Bernal observó la erecta y gallarda figura de Don Juan Carlos mientras avanzaba hada el balcón principal abierto. Éste daba a la plaza llena hasta los topes de ciudadanos que atraídos por la emisión radiofónica y televisiva en directo de la ceremonia, deseaban hacer patente su soberana voluntad ante su soberano. Cuando el monarca apareció, los aplausos atronaron el aire e hicieron vibrar hasta los cristales de las grandes ventanas, mientras los gritos de entusiasmo democrático llegaban a los disgustados oídos de los generales más derechistas reunidos dentro del palacio.
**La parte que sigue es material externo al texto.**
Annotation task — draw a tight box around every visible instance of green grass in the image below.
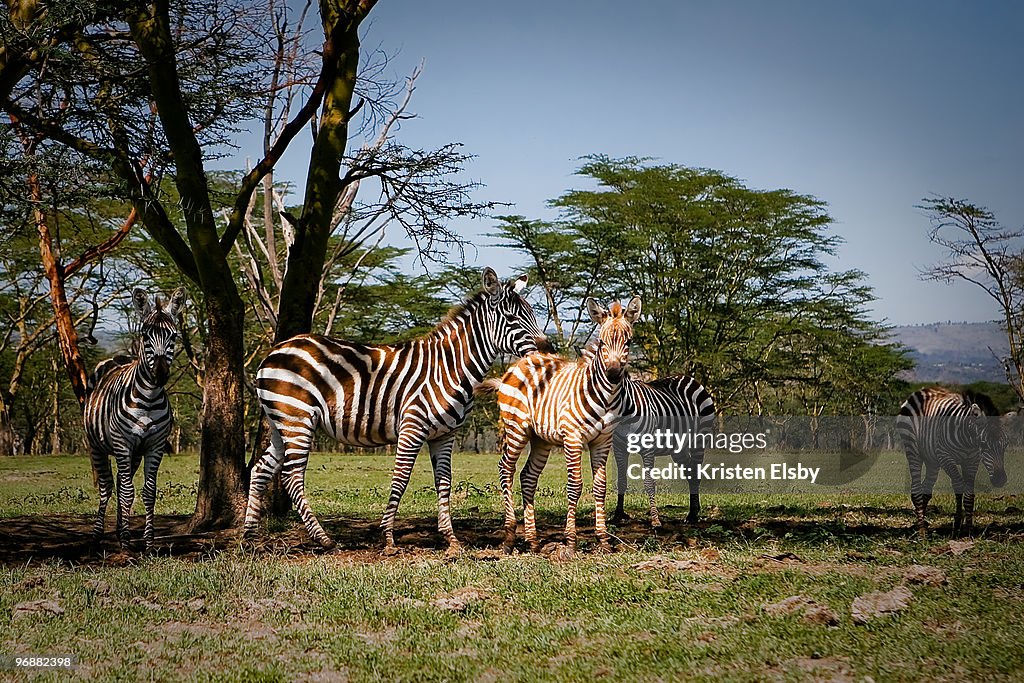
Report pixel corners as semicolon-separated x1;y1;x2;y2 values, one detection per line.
1;451;1023;682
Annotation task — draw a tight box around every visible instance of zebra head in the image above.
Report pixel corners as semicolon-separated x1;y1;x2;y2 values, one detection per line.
586;296;642;383
133;287;185;386
481;267;552;357
969;401;1011;488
Una vez comenzado el almuerzo oficial y cuando la multitud comenzaba a dispersarse, Bernal se puso en contacto con el jefe de Seguridad y con el secretario del Rey, que estimaron que el peligro había pasado y que la JUJEM se reuniría más tarde para considerar qué medidas se tomarían contra los conspiradores MAGOS. Bernal se reunió luego con Lista y juntos volvieron al despacho de la calle Carretas, donde encontraron a Elena Fernández, que les esperaba con excitación.
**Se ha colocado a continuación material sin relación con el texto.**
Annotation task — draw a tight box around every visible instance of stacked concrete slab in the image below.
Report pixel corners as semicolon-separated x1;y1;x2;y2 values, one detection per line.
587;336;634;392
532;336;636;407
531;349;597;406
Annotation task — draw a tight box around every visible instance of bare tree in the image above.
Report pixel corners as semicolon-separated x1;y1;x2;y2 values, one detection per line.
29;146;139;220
– El director de La Corneta ha ordenado quemar toda la edición del número especial que tenía que salir hoy a mediodía -dijo a Bernal de un tirón-. Pero pude hacerme con tres ejemplares.
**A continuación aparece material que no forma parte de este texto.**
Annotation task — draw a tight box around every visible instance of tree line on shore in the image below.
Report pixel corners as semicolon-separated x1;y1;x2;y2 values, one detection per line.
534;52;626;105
Desplegó el periódico para que los demás viesen los titulares. «¡El teniente general Baltasar toma el mando!», decían. «¡El Rey aprueba la formación de un Gobierno de concentración nacional!» Debajo podía verse una foto en que aparecía el Rey prendiendo una medalla en la anchurosa pechera del teniente general, junto con otras más pequeñas de generales decimonónicos que habían asumido el poder mediante pronunciamientos y una de buen tamaño del general Franco.
– Mandaremos un ejemplar al secretario del Rey, como recuerdo -dijo Bernal-. ¿Dónde está el director del periódico ahora?
– Se fue corriendo tras decir a su secretaria que destruyese sus ficheros privados. El marqués de la Estrella pasó a recogerle a eso de las dos con su Mercedes y se largaron a todo correr.
– ¿Se sabe algo de Hermann Malthius, Paco? -preguntó Bernal.
– Su avión particular salió de Barajas hace media hora -informó Navarro-. Según la jefatura del aeropuerto, iba rumbo a París.
– ¿Y del padre Gaspar? ¿Se sabe algo?
– Tomó el Europa Express en Chamartín; el policía de paisano que le siguió hasta las taquillas dice que sacó un billete de primera a Colonia, vía París.
– Así pues, todo está desmantelado; el Rey los conocía mejor de lo que nos figurábamos.
Varga entró en aquel momento con un informe provisional sobre el fusil que Bernal y Miranda habían encontrado en el palacio de Oriente.
– Es sangre humana, jefe, sin lugar a dudas; he hecho la prueba de la leucomalaquita a modo de comprobación preliminar. El hematólogo hará otras más precisas para ver si hay coincidencia con las muestras de sangre del hermano Nicolás. Los cabellos enganchados en la culata son semejantes, probablemente idénticos, a los de aquél, y pertenecen a la cabeza; pero, claro, este tipo de pruebas no es tan definitivo como la de las muestras de sangre, de sobra lo sabemos. Por lo demás, no hay sino unas cuantas huellas borrosas de guantes, al margen de las de Miranda en el cañón, por supuesto.